Signal Processing in the Encrypted Domain is a novel discipline focused on the development of technologies that allow for the enhancement of privacy in signal processing applications, through the execution of operations directly on encrypted signals, with no access to their clear-text versions. Examples of application of these technologies are secure biometric recognition systems based on encrypted patterns, or secure systems for detecting genetic diseases on the patient’s encrypted DNA
Thanks to the evolution of telecommunications, nowadays the information can flow through Internet instantaneously across the globe. This unquestionable technological leap has some drawbacks; in the last years, the coincidence of several key factors, such as the popularization of social networks and the creation of multiple web services that store and process personal data in environments out of the control of the data owner, has raised the issue of personal data privacy, and it has questioned the legality and morality of the use of such data by untrusted parties.

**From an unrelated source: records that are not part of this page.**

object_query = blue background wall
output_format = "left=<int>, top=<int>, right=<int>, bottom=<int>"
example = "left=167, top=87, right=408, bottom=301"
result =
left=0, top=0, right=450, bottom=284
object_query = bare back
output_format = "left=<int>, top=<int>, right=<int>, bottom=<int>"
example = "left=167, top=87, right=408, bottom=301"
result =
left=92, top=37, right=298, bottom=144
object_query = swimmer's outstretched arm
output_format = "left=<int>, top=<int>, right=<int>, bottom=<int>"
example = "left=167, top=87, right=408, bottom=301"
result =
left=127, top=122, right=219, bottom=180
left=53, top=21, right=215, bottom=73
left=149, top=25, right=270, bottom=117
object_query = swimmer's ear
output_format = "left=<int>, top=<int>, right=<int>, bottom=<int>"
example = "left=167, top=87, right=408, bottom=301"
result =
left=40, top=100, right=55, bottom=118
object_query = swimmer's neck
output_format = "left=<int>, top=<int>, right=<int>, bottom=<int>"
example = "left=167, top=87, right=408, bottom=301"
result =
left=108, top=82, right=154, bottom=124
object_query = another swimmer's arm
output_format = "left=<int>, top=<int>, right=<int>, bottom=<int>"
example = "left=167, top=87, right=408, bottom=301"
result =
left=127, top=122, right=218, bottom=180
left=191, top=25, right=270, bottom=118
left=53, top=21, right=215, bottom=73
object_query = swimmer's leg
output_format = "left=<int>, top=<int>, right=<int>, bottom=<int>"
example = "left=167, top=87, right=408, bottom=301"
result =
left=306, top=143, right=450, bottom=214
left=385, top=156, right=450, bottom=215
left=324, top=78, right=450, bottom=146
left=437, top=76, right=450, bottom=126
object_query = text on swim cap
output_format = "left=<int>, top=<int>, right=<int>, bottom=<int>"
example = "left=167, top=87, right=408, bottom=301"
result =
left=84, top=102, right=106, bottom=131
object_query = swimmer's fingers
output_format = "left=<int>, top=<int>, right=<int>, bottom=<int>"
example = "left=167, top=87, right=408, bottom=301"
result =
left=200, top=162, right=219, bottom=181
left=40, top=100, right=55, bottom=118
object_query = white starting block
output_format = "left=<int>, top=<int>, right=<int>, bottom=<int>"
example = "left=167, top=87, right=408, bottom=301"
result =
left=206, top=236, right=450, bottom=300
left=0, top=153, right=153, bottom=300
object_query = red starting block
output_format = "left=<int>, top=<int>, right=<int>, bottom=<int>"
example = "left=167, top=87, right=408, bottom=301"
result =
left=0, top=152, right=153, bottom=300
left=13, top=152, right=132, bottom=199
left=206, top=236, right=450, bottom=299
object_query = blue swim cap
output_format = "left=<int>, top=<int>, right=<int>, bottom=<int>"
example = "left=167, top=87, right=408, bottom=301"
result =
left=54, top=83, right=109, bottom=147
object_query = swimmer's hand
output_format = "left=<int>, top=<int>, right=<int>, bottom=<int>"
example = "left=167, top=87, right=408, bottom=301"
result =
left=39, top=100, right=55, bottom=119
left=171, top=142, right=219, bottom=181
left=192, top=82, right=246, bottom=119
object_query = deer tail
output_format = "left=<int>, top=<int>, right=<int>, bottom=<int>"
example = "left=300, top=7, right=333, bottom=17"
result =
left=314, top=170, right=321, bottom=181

Although the legislation about personal data treatment differs from one state to another, the European directives that state the grounds in this area are relatively strict, requiring a high level of privacy protection for personal and sensitive data in virtually any context.
Within this social and legal framework, signal processing dealing with sensitive data, mainly biomedical and biometric signals, has been pushed towards an increase in its privacy requirements in order to deal with the posed new challenges; this represents the birth of Signal Processing in the Encrypted Domain (SPED) technologies.
The classical approach to protecting a sensitive or valuable signal is based solely on its encryption as soon as it is generated. Nevertheless, when that signal has to be processed, in the classical scenario it has to be decrypted first. Whenever this processing is performed within an untrusted environment (i.e., through a web service, a public Cloud…), signal privacy is violated.
SPED technologies, as a result of the joint efforts of the cryptographic community and signal processing community, establish encryption schemes and protocols for accessing the data that allow for the execution of operations directly on the encrypted signals, with no access to them in the clear. Hence, the application of SPED preserves users’ privacy even when their data are stored and processed in an untrusted environment.
Research in SPED has started recently; its theoretical grounds have been developed during the past few years, building upon cryptographic concepts like Secure Multiparty Computation or Secure Function Evaluation. However, SPED researchers have not left aside the practical approach given by the numerous applications of this technology, some of them being
- Protection of biometric data in access control systems.
- Privacy protection in videosurveillance systems.
- Data mining on private databases.
- Secure applications for telediagnosis/telemedicine.
- Traceability of copyright infringements through private insertion of watermarks.
- Cheat prevention in online gaming and voting.
There is still work to do in R&D tasks for SPED to be extensively applied in all these fields, but the already obtained results are very promising: currently, there are facial recognition systems based on SPED that employ encrypted versions of users’ faces for the verification process; on the other hand, SPED application has also made possible the design of a secure system for the detection, resilient to sequencing errors, of genetic diseases within a patient’s encrypted DNA; Gradiant’s personnel have coworked in its design. Gradiant has proven expertise in the analysis and development of SPED techniques, captured in numerous articles and communications to international scientific journals and conferences, and in the participation in projects about secure signal processing in untrusted environments (e.g. Cloud). Gradiant has also filed several international patents in the area of secure signal processing.